Она ударила меня. Попыталась ударить, точнее… Я отбил ее движение с легкостью, подаренной куалькуа. Перехватил руку, оттянул вверх, освобождая себе пространство для удара. Так несложно было нанести ответный удар – который надолго лишил бы ее сил преследовать меня.
Я коснулся ладонью ее щеки. Легкой и осторожной лаской – она любила другого. И то, что он был мертв, а прах его никогда не вернется в небо Родины, значения не имело.
Девушка замерла.
– Я не хотел, – сказал я. – Прости.
Она не сделала больше попытки меня остановить. Я коснулся терминала, не отводя от Катти взгляда.
Пункт назначения?
Ближайший космодром Дальней Разведки.
Пункт назначения?
В чем-то я ошибаюсь. Может быть, космодромы не имеют собственных транспортных кабин?
Кабина, расположенная наиболее близко к главному космодрому Дальней Разведки…
Пауза опять оказалась слишком долгой. Но все-таки двери открылись.
Я вошел, глянул на Катти – она зачарованно смотрела мне вслед. Извини, девочка…
– Никки! – закричала она громко и яростно. Двери сошлись, отсекая крик, но она еще кричала, колотя кулачками в темное стекло.
Она меня не простит.
Наверное, транспортные кабины хранят память о точке последнего перемещения, как иначе Катти смогла бы меня настигнуть? Но теперь она не бросится вдогонку. Ее безумное подозрение превратилось в явь, и настала пора поднимать тревогу. Звать на помощь.
Почему я не остановил ее? Это было так легко – погрузить девушку в сон, парализовать, оглушить…
Голубой свет вспыхнул под ногами, и я мимолетно подумал, что в призрачном свете гиперперехода выгляжу самым настоящим чудовищем. Клочья одежды, сползающие с тела, кожа, покрывшаяся красными пятнами…
Потом сквозь темное стекло ударило солнце.
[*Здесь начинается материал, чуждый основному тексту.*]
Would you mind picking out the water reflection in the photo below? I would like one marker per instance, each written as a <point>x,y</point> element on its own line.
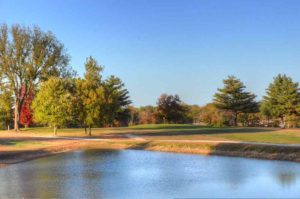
<point>136,174</point>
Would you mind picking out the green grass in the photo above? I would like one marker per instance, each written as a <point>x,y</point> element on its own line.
<point>20,143</point>
<point>188,132</point>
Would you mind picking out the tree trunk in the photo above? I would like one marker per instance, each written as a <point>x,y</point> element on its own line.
<point>17,117</point>
<point>235,119</point>
<point>90,131</point>
<point>55,130</point>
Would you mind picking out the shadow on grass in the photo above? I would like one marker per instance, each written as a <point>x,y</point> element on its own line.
<point>197,131</point>
<point>166,127</point>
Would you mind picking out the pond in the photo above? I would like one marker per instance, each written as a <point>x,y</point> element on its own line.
<point>145,174</point>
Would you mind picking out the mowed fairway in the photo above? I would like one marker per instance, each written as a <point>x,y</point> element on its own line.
<point>177,132</point>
Я долго стоял, не решаясь выйти в открытую дверь. Так опустившийся, грязный бродяга замирает на пороге чужого дома, остановленный чистотой и свободой. Не принадлежащей ему чистотой.
И все-таки надо было идти. Я вышел из кабины, спустился по каменным ступеням невысокого постамента, на котором стоял стеклянный цилиндр. Хрупкий памятник на пустынном берегу.
Последний памятник свободе…
Шумел океан. Вечный и одинаковый, что в мире геометров, что на Земле. Везде и всегда океан был свободным. В него могли лить отраву, в нем могли чертить границы. На берегу могли строить космодромы, с которых уходят в небо корабли, несущие Дружбу.
А океан жил.
Океан не помнил обид.
Подобно небу, он верил в свободу, подобно небу – не терпел преград. Я стоял на мокром песке, волны лизали ноги, и так легко было поверить, что чужая звезда в небе – мое Солнце, а соленая вода – древняя колыбель человечества.